Which I will NEVER understand. Jesus God, at least offer it back to the people who sold it to you. And give it half a freaking chance. We are panicking because nothing has arisen in the past decade to take the place of media that had centuries to establish their brands (and destroy them, too), but we can't give something a second to breathe and figure itself out?
I've been screaming about employee buyouts for newspapers for YEARS. When it's yours, nobody can take it from you.
A.
Posted by: Athenae | February 08, 2013 at 11:32
Same as it ever was. The biggest obstacle to innovation isn't taxes and gummint regyoulations, it's the fucking big fish in the pond trying to keep the little fish from competing. Atlas didn't shrug, he stomped on the competition with his ginormous foot.
Posted by: Southern Beale | February 08, 2013 at 12:35
Why do all you libruls hate the free market so much? Once you're a big enough player in a market or an industry, it's your sovereign right, so help you Ayn, to crush anything smacking of competition. If a new idea was really any good, it would have emerged in the first place to squash every other business case. Q to the E to the D, you moochers!

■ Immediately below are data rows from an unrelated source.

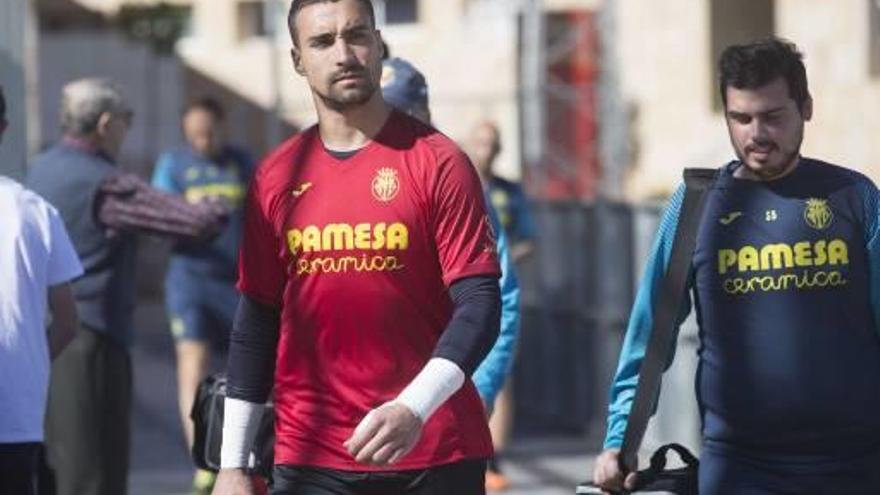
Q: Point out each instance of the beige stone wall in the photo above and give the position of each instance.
(667, 77)
(846, 118)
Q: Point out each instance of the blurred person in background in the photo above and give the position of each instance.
(200, 290)
(406, 89)
(483, 146)
(786, 285)
(37, 263)
(88, 421)
(369, 276)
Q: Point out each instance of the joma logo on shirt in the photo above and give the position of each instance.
(779, 256)
(343, 236)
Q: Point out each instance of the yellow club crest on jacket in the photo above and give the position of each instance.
(385, 184)
(818, 214)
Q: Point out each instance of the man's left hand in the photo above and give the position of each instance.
(385, 435)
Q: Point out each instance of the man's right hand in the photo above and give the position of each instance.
(233, 482)
(607, 473)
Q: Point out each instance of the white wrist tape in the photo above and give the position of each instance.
(433, 386)
(241, 420)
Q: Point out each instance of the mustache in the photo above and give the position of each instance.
(348, 72)
(760, 144)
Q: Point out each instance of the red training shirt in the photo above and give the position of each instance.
(358, 254)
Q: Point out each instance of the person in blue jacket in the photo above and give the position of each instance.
(405, 88)
(786, 289)
(200, 284)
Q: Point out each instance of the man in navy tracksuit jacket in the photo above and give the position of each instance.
(786, 289)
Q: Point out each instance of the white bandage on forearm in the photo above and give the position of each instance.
(241, 420)
(433, 386)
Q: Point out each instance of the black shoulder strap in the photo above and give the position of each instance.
(698, 181)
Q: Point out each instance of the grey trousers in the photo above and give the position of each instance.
(88, 420)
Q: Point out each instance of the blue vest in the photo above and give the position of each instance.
(225, 178)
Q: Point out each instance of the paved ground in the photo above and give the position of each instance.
(160, 464)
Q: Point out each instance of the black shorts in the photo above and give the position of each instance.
(461, 478)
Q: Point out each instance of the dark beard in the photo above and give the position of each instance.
(340, 103)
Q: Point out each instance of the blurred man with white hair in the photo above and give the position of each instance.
(87, 426)
(37, 262)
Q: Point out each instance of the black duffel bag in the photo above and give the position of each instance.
(207, 417)
(657, 479)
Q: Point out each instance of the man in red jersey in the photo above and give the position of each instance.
(369, 289)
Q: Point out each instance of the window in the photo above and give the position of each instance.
(398, 11)
(251, 19)
(874, 38)
(737, 22)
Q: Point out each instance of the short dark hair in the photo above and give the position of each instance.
(208, 104)
(298, 5)
(756, 64)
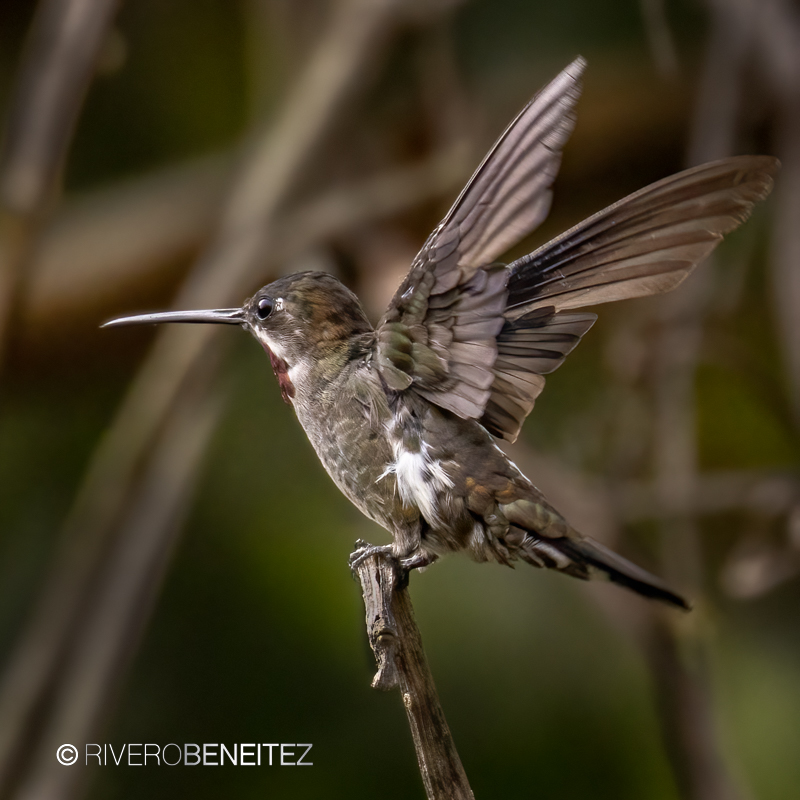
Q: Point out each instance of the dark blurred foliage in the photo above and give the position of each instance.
(257, 634)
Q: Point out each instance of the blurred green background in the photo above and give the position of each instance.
(257, 633)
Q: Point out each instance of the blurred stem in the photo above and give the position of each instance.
(57, 66)
(678, 654)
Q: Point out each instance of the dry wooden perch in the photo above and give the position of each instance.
(397, 644)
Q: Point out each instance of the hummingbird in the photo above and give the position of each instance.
(405, 416)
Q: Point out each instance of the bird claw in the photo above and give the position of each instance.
(418, 560)
(364, 550)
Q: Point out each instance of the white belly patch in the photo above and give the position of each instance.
(420, 480)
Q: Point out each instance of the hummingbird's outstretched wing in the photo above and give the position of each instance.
(439, 332)
(644, 244)
(476, 338)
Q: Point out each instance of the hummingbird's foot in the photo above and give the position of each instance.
(418, 560)
(364, 550)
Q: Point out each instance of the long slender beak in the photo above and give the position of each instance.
(225, 316)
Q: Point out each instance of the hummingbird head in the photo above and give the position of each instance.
(308, 323)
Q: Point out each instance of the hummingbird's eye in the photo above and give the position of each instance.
(264, 307)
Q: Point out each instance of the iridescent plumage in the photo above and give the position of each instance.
(403, 416)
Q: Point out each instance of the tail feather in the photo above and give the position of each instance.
(584, 558)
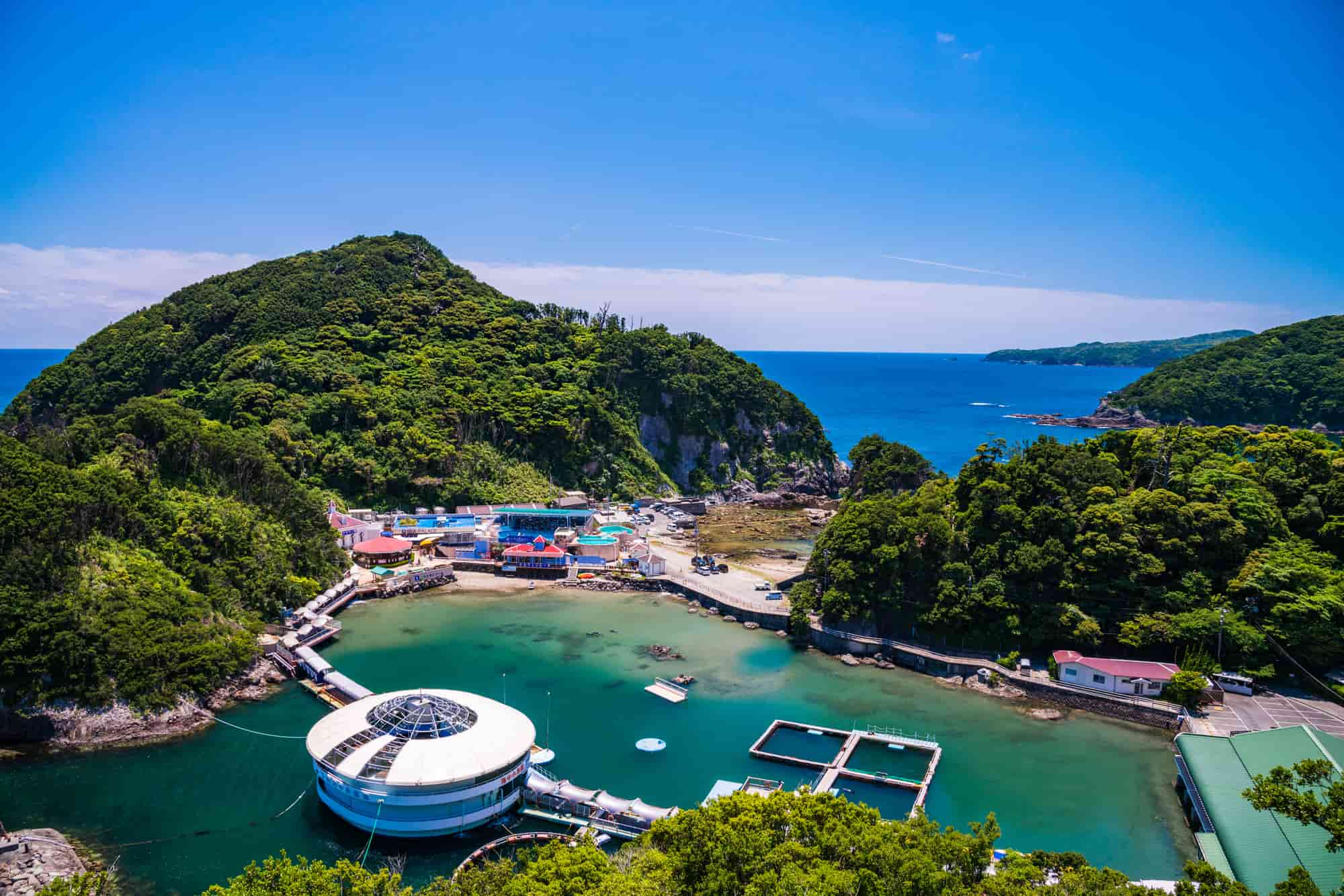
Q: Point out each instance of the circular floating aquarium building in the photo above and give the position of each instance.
(421, 764)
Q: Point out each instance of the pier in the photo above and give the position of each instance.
(562, 803)
(837, 769)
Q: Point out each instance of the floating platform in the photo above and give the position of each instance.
(838, 766)
(326, 694)
(669, 691)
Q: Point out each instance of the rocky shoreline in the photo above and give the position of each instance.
(33, 859)
(1104, 418)
(71, 727)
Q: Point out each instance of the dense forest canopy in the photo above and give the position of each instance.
(1144, 354)
(385, 373)
(747, 846)
(1135, 539)
(1290, 375)
(142, 550)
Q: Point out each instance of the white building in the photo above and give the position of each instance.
(1116, 676)
(351, 531)
(421, 764)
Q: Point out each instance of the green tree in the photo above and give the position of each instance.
(1186, 687)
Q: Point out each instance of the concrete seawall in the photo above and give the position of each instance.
(940, 663)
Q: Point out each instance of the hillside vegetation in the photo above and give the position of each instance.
(747, 846)
(1134, 539)
(385, 373)
(1290, 375)
(1144, 354)
(140, 553)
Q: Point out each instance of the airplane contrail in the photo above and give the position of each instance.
(975, 271)
(733, 233)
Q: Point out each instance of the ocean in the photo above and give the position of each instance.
(193, 812)
(940, 405)
(18, 366)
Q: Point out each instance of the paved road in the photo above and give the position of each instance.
(736, 585)
(1271, 710)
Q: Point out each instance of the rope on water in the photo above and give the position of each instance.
(259, 733)
(380, 815)
(290, 807)
(208, 831)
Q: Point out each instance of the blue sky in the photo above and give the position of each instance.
(585, 152)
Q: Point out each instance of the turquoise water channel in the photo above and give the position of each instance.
(193, 812)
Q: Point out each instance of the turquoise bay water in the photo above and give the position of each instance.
(941, 405)
(1087, 784)
(190, 813)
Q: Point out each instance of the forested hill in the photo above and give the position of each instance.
(382, 371)
(1291, 375)
(1132, 543)
(1146, 354)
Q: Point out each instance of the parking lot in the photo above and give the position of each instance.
(1271, 710)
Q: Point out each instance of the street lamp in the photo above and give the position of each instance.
(1222, 615)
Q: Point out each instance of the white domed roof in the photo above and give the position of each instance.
(427, 737)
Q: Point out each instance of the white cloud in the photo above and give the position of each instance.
(974, 271)
(846, 314)
(56, 298)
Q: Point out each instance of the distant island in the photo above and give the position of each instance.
(1286, 377)
(1147, 354)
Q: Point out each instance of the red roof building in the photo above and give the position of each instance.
(536, 554)
(1118, 676)
(382, 551)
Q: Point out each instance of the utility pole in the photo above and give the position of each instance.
(1221, 616)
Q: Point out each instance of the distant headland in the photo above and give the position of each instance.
(1147, 354)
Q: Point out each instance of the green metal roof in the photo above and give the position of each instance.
(1213, 852)
(1260, 847)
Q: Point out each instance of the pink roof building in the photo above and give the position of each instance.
(1118, 676)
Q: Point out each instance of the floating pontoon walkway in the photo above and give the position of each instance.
(835, 769)
(669, 691)
(564, 803)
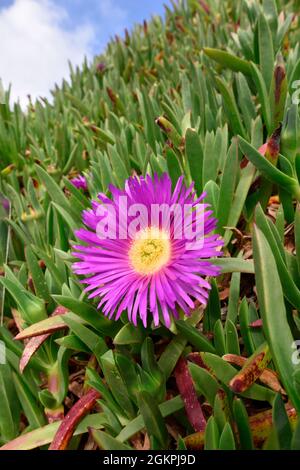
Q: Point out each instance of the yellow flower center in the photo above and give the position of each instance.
(150, 250)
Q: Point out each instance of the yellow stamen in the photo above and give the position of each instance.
(150, 250)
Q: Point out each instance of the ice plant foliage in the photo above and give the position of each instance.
(79, 182)
(153, 271)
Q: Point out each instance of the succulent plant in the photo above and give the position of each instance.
(208, 95)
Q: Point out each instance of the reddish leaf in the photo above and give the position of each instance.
(75, 415)
(34, 343)
(188, 393)
(256, 323)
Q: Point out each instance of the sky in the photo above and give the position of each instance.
(38, 37)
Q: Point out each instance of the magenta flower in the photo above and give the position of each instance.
(155, 269)
(80, 182)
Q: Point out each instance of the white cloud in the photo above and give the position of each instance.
(35, 47)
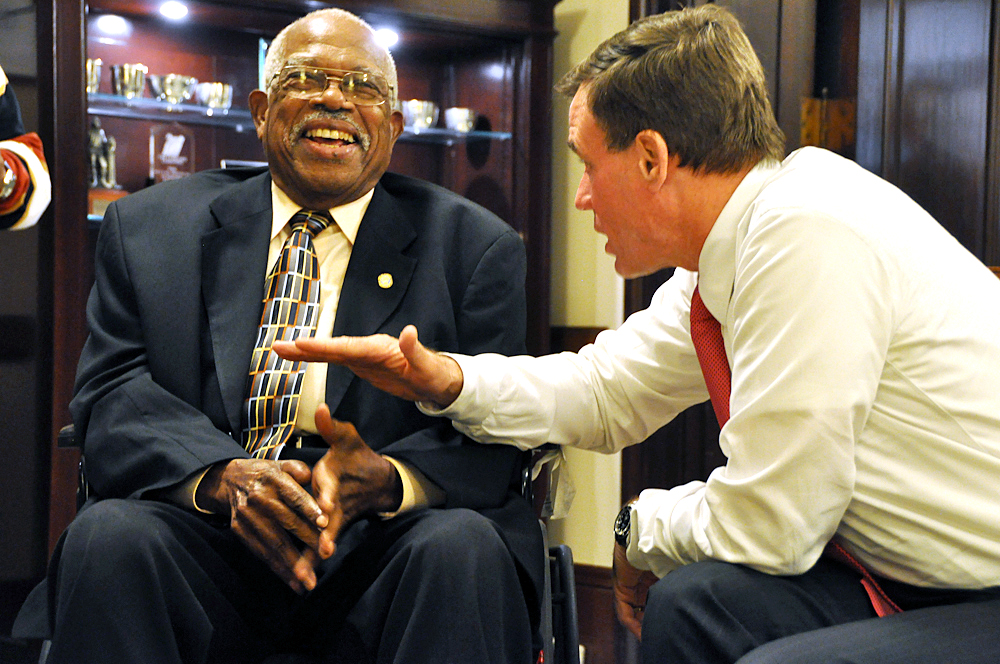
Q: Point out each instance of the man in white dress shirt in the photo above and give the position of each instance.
(864, 347)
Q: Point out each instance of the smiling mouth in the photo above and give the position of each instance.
(330, 137)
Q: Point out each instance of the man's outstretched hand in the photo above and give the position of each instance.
(402, 367)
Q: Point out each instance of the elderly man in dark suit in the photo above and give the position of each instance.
(371, 533)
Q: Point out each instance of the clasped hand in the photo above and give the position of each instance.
(272, 511)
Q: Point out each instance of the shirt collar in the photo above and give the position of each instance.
(717, 262)
(347, 216)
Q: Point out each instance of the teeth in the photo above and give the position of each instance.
(331, 134)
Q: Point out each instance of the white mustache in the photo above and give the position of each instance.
(340, 115)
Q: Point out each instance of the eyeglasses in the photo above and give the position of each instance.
(360, 88)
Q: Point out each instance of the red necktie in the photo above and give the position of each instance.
(706, 335)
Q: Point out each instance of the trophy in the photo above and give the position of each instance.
(171, 152)
(104, 186)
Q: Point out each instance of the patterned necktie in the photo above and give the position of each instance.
(706, 335)
(291, 309)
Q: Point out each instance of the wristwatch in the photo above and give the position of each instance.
(623, 525)
(9, 181)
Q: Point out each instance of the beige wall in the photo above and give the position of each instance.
(586, 292)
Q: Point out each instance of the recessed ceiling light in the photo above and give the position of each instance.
(112, 25)
(386, 37)
(173, 10)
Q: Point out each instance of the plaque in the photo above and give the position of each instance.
(171, 152)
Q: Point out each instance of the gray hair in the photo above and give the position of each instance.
(276, 51)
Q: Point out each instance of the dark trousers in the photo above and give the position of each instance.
(712, 612)
(140, 581)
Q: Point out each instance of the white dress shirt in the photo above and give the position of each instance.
(333, 251)
(864, 342)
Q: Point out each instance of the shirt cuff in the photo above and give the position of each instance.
(418, 491)
(183, 494)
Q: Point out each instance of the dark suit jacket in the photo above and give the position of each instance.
(176, 304)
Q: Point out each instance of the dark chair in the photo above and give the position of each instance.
(560, 631)
(560, 625)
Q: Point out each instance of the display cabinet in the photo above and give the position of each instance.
(493, 56)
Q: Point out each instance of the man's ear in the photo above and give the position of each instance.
(654, 157)
(258, 109)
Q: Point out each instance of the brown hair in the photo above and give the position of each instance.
(691, 75)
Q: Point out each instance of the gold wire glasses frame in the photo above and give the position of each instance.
(361, 88)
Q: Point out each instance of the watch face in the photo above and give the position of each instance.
(623, 524)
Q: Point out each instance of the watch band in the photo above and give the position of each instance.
(623, 526)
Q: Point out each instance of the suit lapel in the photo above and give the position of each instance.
(234, 259)
(368, 298)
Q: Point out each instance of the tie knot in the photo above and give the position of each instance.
(310, 221)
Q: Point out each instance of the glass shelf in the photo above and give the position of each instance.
(450, 136)
(144, 108)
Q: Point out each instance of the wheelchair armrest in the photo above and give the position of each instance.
(67, 437)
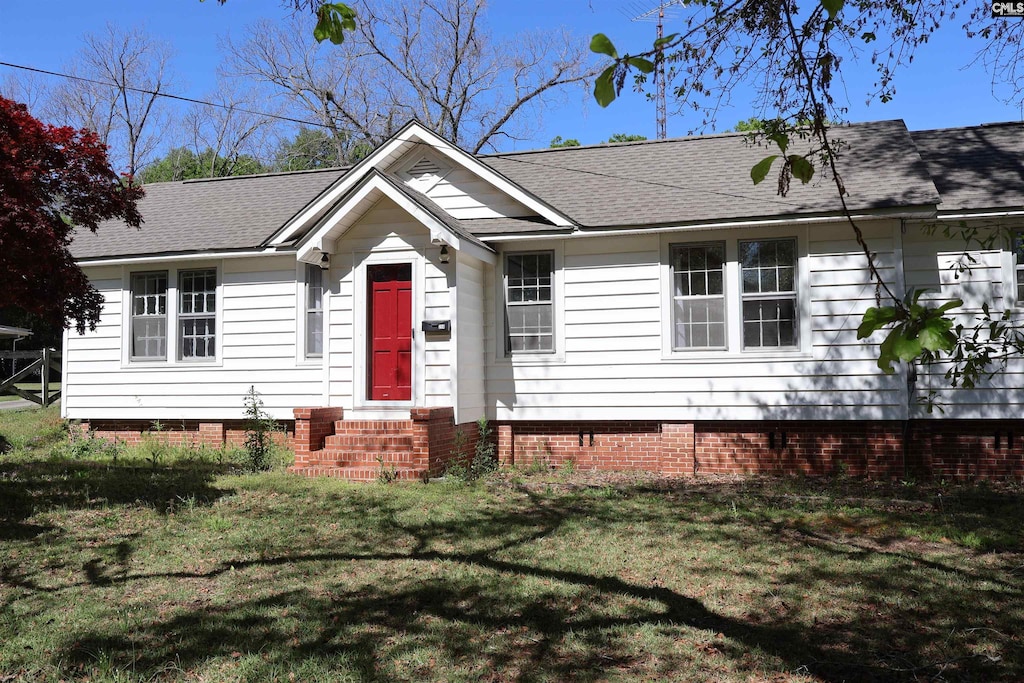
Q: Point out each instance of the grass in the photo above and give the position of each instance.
(29, 386)
(132, 570)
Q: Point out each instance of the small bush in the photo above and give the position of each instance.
(259, 432)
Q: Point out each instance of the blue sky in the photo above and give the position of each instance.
(934, 92)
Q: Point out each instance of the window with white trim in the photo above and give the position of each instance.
(198, 314)
(698, 296)
(733, 296)
(529, 303)
(1019, 265)
(314, 311)
(768, 271)
(148, 316)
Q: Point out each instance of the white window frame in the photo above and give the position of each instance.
(770, 295)
(509, 303)
(733, 296)
(203, 299)
(308, 310)
(172, 358)
(677, 298)
(132, 316)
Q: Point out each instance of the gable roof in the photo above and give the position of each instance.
(214, 214)
(707, 178)
(980, 167)
(690, 180)
(372, 186)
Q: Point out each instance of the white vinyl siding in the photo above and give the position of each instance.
(617, 360)
(148, 316)
(256, 319)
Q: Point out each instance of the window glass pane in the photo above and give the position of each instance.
(528, 295)
(314, 333)
(148, 324)
(769, 323)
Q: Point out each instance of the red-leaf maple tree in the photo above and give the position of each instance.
(53, 180)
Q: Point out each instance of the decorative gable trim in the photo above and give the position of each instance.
(423, 172)
(414, 134)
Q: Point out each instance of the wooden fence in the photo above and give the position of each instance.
(44, 364)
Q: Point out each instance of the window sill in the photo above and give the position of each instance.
(736, 356)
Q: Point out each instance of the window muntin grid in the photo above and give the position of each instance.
(698, 296)
(768, 275)
(197, 314)
(314, 311)
(528, 302)
(1019, 264)
(148, 316)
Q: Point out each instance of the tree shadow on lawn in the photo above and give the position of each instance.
(420, 612)
(29, 488)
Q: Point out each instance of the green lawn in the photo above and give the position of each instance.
(29, 386)
(123, 568)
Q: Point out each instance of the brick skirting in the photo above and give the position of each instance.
(180, 432)
(941, 449)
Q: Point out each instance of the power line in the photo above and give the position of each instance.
(164, 94)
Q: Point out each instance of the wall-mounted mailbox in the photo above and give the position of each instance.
(437, 327)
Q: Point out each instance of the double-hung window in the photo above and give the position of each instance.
(734, 296)
(1019, 265)
(314, 311)
(768, 271)
(698, 296)
(529, 303)
(198, 314)
(148, 316)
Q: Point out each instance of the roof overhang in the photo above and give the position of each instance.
(414, 133)
(324, 237)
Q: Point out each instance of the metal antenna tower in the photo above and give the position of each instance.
(639, 13)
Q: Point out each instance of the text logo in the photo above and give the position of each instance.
(1008, 9)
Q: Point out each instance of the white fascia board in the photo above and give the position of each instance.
(206, 256)
(721, 225)
(409, 136)
(323, 242)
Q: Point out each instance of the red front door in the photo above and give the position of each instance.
(390, 322)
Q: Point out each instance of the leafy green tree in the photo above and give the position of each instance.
(315, 147)
(794, 56)
(183, 164)
(627, 137)
(557, 141)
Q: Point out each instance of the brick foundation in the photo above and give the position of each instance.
(941, 449)
(427, 442)
(192, 433)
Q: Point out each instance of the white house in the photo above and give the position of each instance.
(635, 305)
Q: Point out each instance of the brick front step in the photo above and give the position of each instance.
(349, 458)
(370, 442)
(358, 473)
(373, 426)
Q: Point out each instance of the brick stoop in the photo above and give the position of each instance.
(326, 444)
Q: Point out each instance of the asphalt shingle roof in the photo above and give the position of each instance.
(980, 167)
(207, 215)
(707, 178)
(659, 182)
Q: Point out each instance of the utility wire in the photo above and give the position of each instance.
(163, 94)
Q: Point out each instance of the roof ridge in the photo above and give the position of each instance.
(977, 126)
(254, 175)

Keep it up, and just maybe all those newspapers will go Galt. Then where will you be? I'll tell you: Crying your days and nights away! "Why, oh why, didn't we appreciate what we had? Come back, Jennifer Rubin! We're soooo sorry." But it will be too late.
Posted by: gratuitous | February 08, 2013 at 17:26
Happens all the time in science. Papers that get published tend to shore up the status quo (after all, if an article is truly groundbreaking it shows something that we know is impossible.) A recent Discovery mag article was quite interesting in studying the last few years where they thought they found the XMRV virus for Chronic Fatique Syndrome but later found that it was a contaminant. Article was really interesting in how people who made the discoveries were received.
I'm not familiar with Chicagocrime.org and Everyblock. But if I'm getting the idea right, this would be a goldmine for someone who is moving into the area and is worried that the house that looks good but doesn't know the safety of the areas in the city- or just wants to get a feel for the block they are thinking of buying on. There are usually stats for city-wide crime and education. But even a high crime city has some stable areas while even stable towns have their unsavory neighborhoods. Same goes for tourists to an area (the hotel will always tell you the area is safe).
Of course, seeing those micro-climates of the city could mean big headaches for realators trying to sell houses in unsavory areas and for city officials being confronted with evidence that a given area isn't safe.
Posted by: MapleStreet | February 08, 2013 at 20:13
Pretty much like the original electric car. Sometimes the big boys don't buy things to be profitable. They buy things to keep the paradigm from changing. Makes one wish that the railroad barons had had the foresight to buy up all the car companies and shut them down.
Since they own the patents, I expect that they'll be able to keep anyone from doing anything similar to EveryBlock. The Failing Media Paradigm is preserved.